Open AccessComplexin-2 redistributes to the membrane of muscle cells in response to insulin and contributes to GLUT4 translocation
Author(s) -
Martín Pavarotti,
Victoria L. Tokarz,
Scott FrendoCumbo,
Philip J. Bilan,
Liu Zhi,
Emilia Zanni-Ruiz,
Luis S. Mayorga,
Amira Klip
Publication year - 2021
Publication title -
biochemical journal
Language(s) - English
Resource type - Journals
SCImago Journal Rank - 1.706
H-Index - 265
eISSN - 1470-8728
pISSN - 0264-6021
DOI - 10.1042/bcj20200542
Subject(s) - glut4 , microbiology and biotechnology , vesicle fusion , vesicle , biology , vesicular transport protein , lipid bilayer fusion , kiss and run fusion , phosphorylation , glucose transporter , insulin , synaptic vesicle , biochemistry , endocrinology , membrane
Insulin stimulates glucose uptake in muscle cells by rapidly redistributing vesicles containing GLUT4 glucose transporters from intracellular compartments to the plasma membrane (PM).
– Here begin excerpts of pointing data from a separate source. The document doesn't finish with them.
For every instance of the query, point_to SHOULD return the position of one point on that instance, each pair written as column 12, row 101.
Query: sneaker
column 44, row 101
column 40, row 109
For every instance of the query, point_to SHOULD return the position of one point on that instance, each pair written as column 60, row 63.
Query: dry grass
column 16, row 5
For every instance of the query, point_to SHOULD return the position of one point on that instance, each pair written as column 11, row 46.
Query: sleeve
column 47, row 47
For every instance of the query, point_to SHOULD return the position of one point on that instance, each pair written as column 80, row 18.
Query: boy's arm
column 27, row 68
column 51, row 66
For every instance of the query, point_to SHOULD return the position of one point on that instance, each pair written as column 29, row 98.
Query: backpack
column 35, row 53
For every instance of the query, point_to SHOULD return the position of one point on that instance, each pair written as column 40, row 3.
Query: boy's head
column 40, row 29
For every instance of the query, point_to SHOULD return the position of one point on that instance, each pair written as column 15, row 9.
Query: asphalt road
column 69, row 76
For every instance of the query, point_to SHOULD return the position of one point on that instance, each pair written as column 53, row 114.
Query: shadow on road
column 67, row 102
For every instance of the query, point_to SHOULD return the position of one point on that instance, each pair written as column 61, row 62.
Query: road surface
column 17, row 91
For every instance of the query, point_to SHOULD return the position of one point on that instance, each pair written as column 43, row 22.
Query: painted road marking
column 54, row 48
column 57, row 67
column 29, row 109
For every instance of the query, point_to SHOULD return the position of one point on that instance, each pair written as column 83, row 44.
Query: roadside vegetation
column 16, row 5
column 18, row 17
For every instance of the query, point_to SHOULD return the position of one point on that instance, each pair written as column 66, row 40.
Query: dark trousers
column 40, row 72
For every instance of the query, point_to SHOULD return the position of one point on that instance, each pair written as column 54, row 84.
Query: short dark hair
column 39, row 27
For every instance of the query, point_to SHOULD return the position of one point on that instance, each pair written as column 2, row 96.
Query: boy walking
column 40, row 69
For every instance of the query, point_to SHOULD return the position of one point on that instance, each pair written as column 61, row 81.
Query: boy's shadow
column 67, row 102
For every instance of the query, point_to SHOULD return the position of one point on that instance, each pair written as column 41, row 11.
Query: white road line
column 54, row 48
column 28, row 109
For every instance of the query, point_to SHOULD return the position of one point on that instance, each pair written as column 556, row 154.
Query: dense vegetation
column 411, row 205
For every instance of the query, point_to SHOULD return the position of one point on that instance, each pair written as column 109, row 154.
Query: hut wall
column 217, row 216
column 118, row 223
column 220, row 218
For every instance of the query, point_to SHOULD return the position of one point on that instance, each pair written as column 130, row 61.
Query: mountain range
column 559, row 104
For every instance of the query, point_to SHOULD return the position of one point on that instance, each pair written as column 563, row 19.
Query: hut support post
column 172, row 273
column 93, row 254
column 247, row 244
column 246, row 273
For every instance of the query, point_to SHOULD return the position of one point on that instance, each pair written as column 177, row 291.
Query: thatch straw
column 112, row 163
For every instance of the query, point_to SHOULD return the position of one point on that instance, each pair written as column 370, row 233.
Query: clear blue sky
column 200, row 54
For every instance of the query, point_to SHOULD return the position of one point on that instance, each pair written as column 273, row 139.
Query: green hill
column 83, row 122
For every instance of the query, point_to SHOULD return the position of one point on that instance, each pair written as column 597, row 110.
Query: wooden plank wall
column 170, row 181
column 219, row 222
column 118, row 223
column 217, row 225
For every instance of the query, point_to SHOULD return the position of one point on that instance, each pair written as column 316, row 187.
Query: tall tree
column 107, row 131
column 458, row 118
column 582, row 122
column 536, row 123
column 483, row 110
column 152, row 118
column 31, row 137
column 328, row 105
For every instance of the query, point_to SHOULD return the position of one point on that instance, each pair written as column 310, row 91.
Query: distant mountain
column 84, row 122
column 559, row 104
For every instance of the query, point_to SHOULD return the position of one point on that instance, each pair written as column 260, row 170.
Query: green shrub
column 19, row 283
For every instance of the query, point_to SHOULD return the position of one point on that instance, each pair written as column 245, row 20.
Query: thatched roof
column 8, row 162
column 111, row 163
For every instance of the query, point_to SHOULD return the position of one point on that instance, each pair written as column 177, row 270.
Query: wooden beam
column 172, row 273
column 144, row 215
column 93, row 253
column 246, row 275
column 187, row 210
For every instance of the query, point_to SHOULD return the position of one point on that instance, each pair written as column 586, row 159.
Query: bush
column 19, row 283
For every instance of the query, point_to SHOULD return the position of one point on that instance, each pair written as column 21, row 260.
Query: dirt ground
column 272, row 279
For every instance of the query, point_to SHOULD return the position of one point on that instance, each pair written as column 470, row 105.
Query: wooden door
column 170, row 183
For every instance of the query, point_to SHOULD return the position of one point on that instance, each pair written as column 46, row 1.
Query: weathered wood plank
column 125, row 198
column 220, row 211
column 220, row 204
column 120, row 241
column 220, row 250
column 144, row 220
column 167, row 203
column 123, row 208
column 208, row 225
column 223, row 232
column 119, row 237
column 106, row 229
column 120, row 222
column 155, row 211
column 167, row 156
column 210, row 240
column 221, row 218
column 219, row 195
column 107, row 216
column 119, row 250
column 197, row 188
GLUT4 vesicle fusion requires the formation of SNARE complexes between vesicular VAMP and PM syntaxin4 and SNAP23. SNARE accessory proteins usually regulate vesicle fusion processes. Complexins aide in neuro-secretory vesicle-membrane fusion by stabilizing trans-SNARE complexes but their participation in GLUT4 vesicle fusion is unknown. We report that complexin-2 is expressed and homogeneously distributed in L6 rat skeletal muscle cells. Upon insulin stimulation, a cohort of complexin-2 redistributes to the PM. Complexin-2 knockdown markedly inhibited GLUT4 translocation without affecting proximal insulin signalling of Akt/PKB phosphorylation and actin fiber remodelling. Similarly, complexin-2 overexpression decreased maximal GLUT4 translocation suggesting that the concentration of complexin-2 is finely tuned to vesicle fusion. These findings reveal an insulin-dependent regulation of GLUT4 insertion into the PM involving complexin-2.